Postgraduate taught 

Data Science MSc

Statistical Inference (Level M) STATS5028

  • Academic Session: 2019-20
  • School: School of Mathematics and Statistics
  • Credits: 10
  • Level: Level 5 (SCQF level 11)
  • Typically Offered: Semester 1
  • Available to Visiting Students: Yes
  • Available to Erasmus Students: Yes

Short Description

This course introduces the statistical theory of estimation and testing. Both non-parametric and parametric approaches are used, although much of the course is focused on likelihood-based inference.

Timetable

20 lectures (2 each week in Weeks 2-11 of Semester 1)

5 tutorials

2, 2-hour practical sessions

Requirements of Entry

Some optional courses may be constrained by space and entry to these is not guaranteed unless you are in a programme for which this is a compulsory course.

Excluded Courses

STATS4012 Inference

STATS3015 Statistics 3I: Inference

Co-requisites

STATS5024 Probability (Level M)

Assessment

90-minute, end-of-course examination (85%), coursework (15%)
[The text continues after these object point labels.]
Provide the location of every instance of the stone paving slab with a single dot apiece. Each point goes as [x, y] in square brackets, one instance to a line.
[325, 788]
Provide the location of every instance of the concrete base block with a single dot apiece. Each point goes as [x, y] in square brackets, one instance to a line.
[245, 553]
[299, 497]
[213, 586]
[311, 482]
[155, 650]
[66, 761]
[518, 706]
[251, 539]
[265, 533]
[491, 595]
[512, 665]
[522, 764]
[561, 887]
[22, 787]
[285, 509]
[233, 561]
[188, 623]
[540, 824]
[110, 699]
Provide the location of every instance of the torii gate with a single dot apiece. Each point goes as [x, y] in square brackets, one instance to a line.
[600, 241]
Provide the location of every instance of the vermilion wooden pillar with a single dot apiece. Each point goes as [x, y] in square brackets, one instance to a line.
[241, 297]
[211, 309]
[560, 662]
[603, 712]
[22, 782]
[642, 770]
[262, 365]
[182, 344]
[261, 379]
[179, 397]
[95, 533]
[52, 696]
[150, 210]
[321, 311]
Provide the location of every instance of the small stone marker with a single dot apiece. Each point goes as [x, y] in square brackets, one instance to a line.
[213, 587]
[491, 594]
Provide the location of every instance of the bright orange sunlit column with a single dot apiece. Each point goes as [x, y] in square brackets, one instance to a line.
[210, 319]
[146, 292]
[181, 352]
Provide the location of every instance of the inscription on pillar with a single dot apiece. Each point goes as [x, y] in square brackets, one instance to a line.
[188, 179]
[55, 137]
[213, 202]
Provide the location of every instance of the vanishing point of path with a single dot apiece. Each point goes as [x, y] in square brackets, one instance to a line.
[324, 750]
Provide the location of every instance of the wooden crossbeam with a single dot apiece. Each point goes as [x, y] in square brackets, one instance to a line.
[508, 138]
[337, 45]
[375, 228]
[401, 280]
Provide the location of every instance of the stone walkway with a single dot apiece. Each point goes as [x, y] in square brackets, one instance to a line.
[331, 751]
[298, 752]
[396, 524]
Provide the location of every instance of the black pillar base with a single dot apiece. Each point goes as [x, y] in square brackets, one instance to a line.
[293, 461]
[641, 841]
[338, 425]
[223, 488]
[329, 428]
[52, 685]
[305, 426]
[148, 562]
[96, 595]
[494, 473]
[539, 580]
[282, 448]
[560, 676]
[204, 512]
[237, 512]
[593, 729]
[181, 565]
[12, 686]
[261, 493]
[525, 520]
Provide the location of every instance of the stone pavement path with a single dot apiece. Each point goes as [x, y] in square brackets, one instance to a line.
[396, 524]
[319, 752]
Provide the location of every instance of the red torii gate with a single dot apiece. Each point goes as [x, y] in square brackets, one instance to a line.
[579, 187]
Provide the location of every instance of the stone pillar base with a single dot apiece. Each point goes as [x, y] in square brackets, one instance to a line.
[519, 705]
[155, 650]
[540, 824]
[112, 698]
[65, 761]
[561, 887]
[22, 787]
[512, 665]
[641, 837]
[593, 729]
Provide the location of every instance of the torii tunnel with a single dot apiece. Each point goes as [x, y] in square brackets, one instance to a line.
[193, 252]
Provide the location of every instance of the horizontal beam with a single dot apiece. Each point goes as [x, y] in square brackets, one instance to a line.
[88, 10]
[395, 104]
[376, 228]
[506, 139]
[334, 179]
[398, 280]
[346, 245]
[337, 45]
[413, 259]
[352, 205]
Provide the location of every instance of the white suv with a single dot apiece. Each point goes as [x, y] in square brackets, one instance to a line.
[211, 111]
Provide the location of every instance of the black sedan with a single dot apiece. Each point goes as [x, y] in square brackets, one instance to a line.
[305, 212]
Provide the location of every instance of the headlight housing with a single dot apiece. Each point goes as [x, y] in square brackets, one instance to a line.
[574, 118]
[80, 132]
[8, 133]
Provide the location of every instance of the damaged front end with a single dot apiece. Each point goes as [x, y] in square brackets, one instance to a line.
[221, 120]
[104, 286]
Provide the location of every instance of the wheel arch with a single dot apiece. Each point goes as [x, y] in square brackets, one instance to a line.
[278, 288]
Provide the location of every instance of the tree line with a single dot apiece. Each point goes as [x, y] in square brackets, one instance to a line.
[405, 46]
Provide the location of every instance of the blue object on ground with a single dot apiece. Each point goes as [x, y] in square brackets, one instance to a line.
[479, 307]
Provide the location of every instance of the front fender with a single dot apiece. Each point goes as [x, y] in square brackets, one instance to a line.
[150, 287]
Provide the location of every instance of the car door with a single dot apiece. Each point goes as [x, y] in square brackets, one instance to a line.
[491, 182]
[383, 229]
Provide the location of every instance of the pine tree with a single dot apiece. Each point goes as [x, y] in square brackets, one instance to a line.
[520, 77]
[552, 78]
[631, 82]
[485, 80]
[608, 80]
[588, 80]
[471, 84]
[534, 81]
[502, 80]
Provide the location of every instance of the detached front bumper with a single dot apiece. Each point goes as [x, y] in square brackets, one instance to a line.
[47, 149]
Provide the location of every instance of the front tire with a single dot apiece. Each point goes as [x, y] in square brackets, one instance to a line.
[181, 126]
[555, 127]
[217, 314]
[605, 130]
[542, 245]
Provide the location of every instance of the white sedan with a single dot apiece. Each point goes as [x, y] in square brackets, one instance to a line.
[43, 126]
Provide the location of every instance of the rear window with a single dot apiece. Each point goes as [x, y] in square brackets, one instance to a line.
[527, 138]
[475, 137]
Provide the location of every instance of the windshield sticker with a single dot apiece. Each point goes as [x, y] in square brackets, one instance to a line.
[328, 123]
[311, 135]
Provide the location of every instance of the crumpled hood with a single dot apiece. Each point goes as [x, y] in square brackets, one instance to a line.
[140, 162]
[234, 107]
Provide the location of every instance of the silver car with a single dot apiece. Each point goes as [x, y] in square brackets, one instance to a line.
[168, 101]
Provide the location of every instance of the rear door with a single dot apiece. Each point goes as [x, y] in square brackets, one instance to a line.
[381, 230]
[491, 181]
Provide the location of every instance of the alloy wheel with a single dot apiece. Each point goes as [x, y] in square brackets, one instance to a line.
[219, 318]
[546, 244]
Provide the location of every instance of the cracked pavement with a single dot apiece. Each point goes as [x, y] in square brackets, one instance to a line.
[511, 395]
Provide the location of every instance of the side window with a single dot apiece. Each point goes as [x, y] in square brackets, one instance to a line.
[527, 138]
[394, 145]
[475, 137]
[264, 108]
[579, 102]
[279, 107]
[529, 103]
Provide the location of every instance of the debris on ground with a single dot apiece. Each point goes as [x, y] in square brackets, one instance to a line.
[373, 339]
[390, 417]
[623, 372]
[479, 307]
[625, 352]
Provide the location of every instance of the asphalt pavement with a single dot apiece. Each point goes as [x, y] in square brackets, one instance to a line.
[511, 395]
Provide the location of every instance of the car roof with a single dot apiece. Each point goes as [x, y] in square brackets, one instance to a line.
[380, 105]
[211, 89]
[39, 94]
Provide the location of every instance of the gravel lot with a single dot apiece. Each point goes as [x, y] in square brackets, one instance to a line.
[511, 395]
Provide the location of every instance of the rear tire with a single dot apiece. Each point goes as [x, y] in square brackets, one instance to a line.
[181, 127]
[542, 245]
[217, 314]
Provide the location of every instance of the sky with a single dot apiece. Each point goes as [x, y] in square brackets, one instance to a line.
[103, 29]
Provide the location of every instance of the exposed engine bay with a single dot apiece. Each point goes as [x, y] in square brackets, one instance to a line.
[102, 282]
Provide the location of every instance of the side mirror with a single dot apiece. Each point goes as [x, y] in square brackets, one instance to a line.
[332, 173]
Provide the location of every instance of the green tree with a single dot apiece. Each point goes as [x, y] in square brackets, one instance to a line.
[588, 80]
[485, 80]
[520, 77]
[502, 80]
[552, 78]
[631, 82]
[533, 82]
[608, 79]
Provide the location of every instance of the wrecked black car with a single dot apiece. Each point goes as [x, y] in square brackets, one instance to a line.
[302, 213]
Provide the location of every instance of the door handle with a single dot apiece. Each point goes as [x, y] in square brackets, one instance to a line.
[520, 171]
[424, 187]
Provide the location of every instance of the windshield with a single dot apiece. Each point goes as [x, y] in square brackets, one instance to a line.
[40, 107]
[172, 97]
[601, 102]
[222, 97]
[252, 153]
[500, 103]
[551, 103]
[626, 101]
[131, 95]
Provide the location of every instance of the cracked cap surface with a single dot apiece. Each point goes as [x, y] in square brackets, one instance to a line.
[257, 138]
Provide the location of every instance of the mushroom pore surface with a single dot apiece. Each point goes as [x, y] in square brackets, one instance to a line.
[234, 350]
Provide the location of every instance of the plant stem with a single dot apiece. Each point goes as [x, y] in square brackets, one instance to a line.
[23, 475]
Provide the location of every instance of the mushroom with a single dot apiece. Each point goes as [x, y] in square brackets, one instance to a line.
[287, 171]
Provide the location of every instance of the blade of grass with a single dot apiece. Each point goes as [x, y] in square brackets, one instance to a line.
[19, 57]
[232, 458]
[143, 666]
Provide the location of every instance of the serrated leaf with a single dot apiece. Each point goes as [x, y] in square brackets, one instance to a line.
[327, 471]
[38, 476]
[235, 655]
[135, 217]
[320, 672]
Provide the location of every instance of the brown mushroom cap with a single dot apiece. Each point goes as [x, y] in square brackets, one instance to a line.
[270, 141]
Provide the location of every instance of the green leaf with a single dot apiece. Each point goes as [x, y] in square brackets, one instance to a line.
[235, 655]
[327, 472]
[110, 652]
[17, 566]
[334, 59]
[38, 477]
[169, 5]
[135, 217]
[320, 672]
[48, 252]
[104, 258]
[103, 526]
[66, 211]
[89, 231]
Main Assessment In: December

Course Aims

The aims of this course are:

■ to introduce students to parametric and non-parametric approaches to statistical inference;

■ to present the fundamental principles of likelihood-based inference, with emphasis on the large sample results that are widely used in practice;

■ to introduce Bayesian inference;

■ to compare and contrast these different approaches to inference;

■ to show students how to implement these statistical methods using the R computer package.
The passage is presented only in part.